The reality is, when enough time passes, nations, companies, societies, and investors often lose touch with the past. They forget — or perhaps choose to ignore — the reason a decision was made, a safeguard was put in place, or a rule was established.
This principle is closely related to what is known as Chesterton's Fence:
“If a gate is erected across a road, instead of simply removing it because you don’t see the use for it, one should instead consider and determine why it was originally placed there. Then, if its purpose for existing no longer exists, remove it.”
That principle feels particularly relevant today.
Nearly eighteen years removed from the Global Financial Crisis, many Americans have little memory of what a severe recession feels like. A growing number of investors have never experienced a prolonged bear market. Many have never watched a portfolio fall by 50%, seen liquidity evaporate, or witnessed businesses fighting simply to survive.
As a result, investors are currently clamoring for allocations to private companies before they go public, while others chase hot IPOs.
Meanwhile, a select few companies are spending enormous amounts of money in pursuit of artificial intelligence opportunities, with capital commitments that rival some of the most ambitious government-backed programs and speculative booms in modern history.
Equity allocations sit near record highs, leaving valuations with little room for error. Animal spirits are fully revved up, and greed is certainly more in vogue than fear.
That said, none of this means disaster is imminent. Nor does it mean today’s opportunities in things like AI are any less real or that the capital spend pursuing it won’t leave a productive wake in its path.
What it does mean, however, is that investors should be careful when dismissing the lessons of the past while considering what lies ahead.
The next crisis will not look like the Global Financial Crisis, just as the Global Financial Crisis did not resemble the dot-com bubble or the inflationary spiral of the 1970s.
However, no matter the backdrop, a similar pattern almost always unfolds:
Fear morphs into confidence. Confidence turns into complacency. Complacency grows into excess. And excess eventually becomes the lesson the next generation has to learn all over again.
That was Reagan’s message at Point du Hoc.
The Rangers climbed those cliffs so future generations would remember what was at stake. Reagan returned forty years later because he feared Americans were beginning to forget.

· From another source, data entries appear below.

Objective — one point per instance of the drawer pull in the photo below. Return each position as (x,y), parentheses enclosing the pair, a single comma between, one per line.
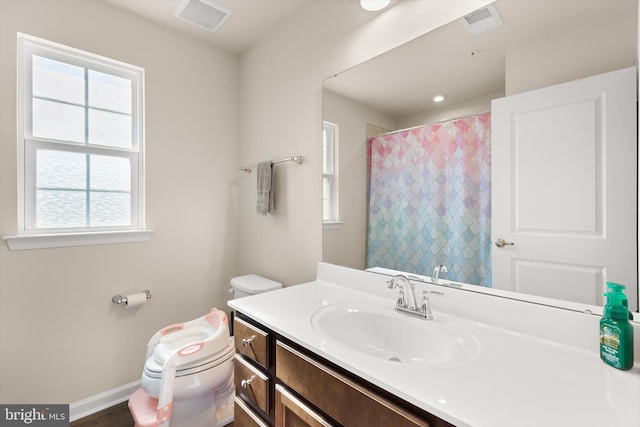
(247,341)
(247,383)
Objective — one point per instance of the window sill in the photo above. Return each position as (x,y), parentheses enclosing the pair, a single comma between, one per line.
(332,225)
(44,241)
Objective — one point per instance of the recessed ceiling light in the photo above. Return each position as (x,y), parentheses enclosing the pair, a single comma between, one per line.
(373,5)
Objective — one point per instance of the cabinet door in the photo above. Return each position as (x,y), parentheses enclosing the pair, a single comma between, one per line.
(251,384)
(338,396)
(252,342)
(291,412)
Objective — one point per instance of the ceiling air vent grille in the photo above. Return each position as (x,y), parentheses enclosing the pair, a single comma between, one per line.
(207,14)
(482,20)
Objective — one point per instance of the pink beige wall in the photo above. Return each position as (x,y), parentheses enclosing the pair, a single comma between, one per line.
(61,337)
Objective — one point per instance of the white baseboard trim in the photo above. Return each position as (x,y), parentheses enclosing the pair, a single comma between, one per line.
(93,404)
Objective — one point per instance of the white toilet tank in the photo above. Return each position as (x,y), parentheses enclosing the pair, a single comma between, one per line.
(251,284)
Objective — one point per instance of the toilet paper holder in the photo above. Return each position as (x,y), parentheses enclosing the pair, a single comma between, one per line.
(119,299)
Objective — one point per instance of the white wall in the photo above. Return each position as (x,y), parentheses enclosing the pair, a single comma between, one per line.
(345,245)
(61,337)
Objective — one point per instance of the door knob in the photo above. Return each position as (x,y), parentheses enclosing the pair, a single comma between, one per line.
(501,243)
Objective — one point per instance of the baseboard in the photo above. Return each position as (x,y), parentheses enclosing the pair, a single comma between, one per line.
(93,404)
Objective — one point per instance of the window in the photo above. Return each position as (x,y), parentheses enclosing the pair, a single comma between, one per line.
(330,213)
(80,140)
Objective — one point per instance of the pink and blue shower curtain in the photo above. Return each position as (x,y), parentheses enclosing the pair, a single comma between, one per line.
(430,200)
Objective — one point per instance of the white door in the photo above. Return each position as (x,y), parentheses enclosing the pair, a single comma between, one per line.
(564,189)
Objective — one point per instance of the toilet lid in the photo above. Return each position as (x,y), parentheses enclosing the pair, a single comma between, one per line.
(153,369)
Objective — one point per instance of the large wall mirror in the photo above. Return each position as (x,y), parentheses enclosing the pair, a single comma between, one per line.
(486,65)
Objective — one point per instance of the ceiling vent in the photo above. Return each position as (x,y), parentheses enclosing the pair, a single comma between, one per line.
(482,20)
(208,14)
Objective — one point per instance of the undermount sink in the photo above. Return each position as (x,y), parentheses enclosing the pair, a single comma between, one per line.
(382,333)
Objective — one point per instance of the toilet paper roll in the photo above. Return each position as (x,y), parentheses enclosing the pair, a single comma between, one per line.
(135,300)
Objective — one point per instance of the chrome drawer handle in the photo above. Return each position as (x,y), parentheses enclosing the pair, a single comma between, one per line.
(501,243)
(247,341)
(246,383)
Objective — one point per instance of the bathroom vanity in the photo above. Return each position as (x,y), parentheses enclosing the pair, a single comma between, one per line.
(334,352)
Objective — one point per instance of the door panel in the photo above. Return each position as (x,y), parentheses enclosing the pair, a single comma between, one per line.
(564,168)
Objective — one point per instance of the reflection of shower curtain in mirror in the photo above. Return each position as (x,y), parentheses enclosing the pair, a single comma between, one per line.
(430,200)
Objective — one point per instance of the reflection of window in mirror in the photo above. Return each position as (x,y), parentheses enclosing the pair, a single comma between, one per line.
(330,211)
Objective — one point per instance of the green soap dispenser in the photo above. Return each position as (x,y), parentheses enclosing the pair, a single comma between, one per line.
(616,332)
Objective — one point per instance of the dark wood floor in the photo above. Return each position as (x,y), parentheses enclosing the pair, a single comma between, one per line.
(116,416)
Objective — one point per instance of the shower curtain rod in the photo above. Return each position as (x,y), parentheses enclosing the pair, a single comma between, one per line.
(438,123)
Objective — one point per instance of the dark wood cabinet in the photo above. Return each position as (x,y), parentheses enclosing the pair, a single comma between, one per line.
(282,384)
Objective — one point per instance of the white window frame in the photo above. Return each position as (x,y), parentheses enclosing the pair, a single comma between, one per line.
(333,177)
(28,235)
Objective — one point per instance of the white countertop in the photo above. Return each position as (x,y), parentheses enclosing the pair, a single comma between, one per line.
(519,378)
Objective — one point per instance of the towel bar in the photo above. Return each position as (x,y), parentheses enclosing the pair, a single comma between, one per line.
(119,299)
(298,159)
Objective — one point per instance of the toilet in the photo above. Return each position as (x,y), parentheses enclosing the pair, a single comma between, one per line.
(252,284)
(187,380)
(188,375)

Given all this, investors should ask themselves the same question:
What are we forgetting?
Possibly that liquidity doesn't matter until it does. Valuations do contract, often violently. Leverage can juice returns on the way up, but cause a lot of pain on the way down. And cycles eventually end. They always do.






Was thinking about this the other day at an allocator panel. One of the allocators said they only invest in managers very early in their lifecycle. Fair enough, the data shows that managers tend to outperform early as they put in the extra hours and have boundless energy. Another allocator told me that they wouldn't invest with a manager with a 10-yr track record for that same reason.
That said, none of these younger managers have been through a 2000-2002, a 2008, or even a 2022. Wondering if in an environment like this it makes sense to lean into experience over ambition.
I recall one wise old manager who declared the main reason emerging managers outperform is they are fearless because they haven't been burned yet. In up markets, fearlessness is rewarded.